Modern people with "high efficiency" permeate the spirit of "quick victory" into all fields and carry it out to the end. When you are in a good mood, "don't go, fight until dawn." In a bad mood, I would rather punish points and simply quit, leaving the chess friends at the other end of the network speechless. However, it is so difficult to find a suitable chess player. I finally met a chess "master", but I was rejected by the sentence "The other side thinks your score is too low" and "The other side thinks your internet speed is too slow". The interest in waiting has also been replaced by several stereotyped tips, such as "Hurry up, I'll wait for the flowers to fade" and "Why is the connection disconnected again, and the network is so bad?" Waiting has lost its original flavor in the dictionary of modern people's life, which is almost equivalent to "pulling out the seedlings to encourage them" and "waiting for them". The carefree feelings that accompany waiting have also been forgotten by busy people in real life.
Looking around, how many of us can still immerse ourselves in piano, chess, calligraphy and painting? How many people can appreciate the expressions in classical literature? How many people can be "quiet and far-reaching, indifferent to Zhi Ming"? Nowadays, we are surrounded by all kinds of cultural fast food. All kinds of cultural dealers sweep cultural products with excitement, passion and pleasure under the banner of meeting the spiritual needs of the audience. The seemingly prosperous cultural market has achieved amazing economic benefits. However, this kind of quick success and instant benefit has made the cultural taste of the whole society decline continuously.
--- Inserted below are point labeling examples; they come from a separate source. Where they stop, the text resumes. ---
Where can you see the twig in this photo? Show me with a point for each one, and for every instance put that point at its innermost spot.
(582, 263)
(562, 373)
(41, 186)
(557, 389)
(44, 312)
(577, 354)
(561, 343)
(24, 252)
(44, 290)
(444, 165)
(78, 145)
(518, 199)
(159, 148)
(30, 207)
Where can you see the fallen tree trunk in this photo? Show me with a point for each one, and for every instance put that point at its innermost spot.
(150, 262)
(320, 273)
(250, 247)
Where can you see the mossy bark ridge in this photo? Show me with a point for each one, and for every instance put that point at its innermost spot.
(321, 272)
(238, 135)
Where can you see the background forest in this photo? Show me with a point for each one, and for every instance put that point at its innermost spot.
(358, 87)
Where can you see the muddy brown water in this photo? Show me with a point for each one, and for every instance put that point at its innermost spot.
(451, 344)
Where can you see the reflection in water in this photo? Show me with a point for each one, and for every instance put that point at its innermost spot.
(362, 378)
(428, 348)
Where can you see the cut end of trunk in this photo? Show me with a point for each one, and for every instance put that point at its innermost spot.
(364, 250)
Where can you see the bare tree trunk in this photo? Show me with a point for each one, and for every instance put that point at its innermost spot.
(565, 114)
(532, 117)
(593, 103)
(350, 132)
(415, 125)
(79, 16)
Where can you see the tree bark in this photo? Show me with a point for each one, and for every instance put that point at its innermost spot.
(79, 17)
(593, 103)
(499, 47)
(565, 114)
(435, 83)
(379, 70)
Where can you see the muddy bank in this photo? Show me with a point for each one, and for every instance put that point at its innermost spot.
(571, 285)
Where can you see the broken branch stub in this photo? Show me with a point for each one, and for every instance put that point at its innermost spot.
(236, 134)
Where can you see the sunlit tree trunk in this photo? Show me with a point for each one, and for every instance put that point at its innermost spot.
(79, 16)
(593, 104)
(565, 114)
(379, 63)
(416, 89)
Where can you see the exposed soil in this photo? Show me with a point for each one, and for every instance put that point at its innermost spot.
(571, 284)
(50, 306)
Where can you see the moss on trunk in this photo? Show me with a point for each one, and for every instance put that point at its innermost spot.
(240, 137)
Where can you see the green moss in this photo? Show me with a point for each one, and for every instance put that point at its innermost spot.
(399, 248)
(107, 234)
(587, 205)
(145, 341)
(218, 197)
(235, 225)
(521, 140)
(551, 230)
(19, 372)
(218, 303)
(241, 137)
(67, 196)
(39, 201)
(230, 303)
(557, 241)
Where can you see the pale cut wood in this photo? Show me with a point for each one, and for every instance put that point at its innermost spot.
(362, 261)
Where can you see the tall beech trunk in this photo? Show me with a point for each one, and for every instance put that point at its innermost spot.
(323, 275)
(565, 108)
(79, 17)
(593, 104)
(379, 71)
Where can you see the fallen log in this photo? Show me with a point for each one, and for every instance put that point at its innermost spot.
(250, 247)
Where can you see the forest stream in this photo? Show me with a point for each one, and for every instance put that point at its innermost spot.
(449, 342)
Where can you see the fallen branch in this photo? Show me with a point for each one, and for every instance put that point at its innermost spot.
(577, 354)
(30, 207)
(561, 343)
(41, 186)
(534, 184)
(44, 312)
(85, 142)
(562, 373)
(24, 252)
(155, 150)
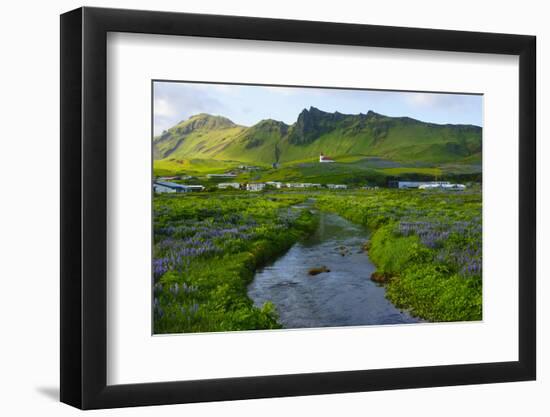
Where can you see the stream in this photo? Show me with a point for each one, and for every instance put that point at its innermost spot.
(345, 296)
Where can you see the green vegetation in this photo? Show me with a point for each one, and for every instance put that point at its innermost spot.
(338, 135)
(206, 249)
(426, 243)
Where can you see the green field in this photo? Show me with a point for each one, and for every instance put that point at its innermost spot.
(207, 246)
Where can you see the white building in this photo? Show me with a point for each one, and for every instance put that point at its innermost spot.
(225, 185)
(324, 158)
(195, 187)
(275, 184)
(170, 187)
(418, 184)
(258, 186)
(227, 175)
(442, 186)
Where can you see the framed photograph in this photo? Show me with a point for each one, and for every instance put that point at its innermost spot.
(257, 208)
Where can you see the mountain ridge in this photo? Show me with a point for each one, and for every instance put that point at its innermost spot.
(269, 141)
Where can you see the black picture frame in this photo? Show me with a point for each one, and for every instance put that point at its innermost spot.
(84, 207)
Of course, we cannot and need not go back to the past. However, social development does not have to be at the expense of spiritual needs. I really hope that the artistic conception of "knocking on a chessboard and leaving a snuff" can reappear in modern life, and I also hope that the wisdom of the ancients will enable us to find a trace of clarity and calmness from impetuousness and boredom unconsciously.
Reciting such a beautiful sentence as "knocking on chess pieces and dropping snuff", I seem to find a kind of tranquility and leisure.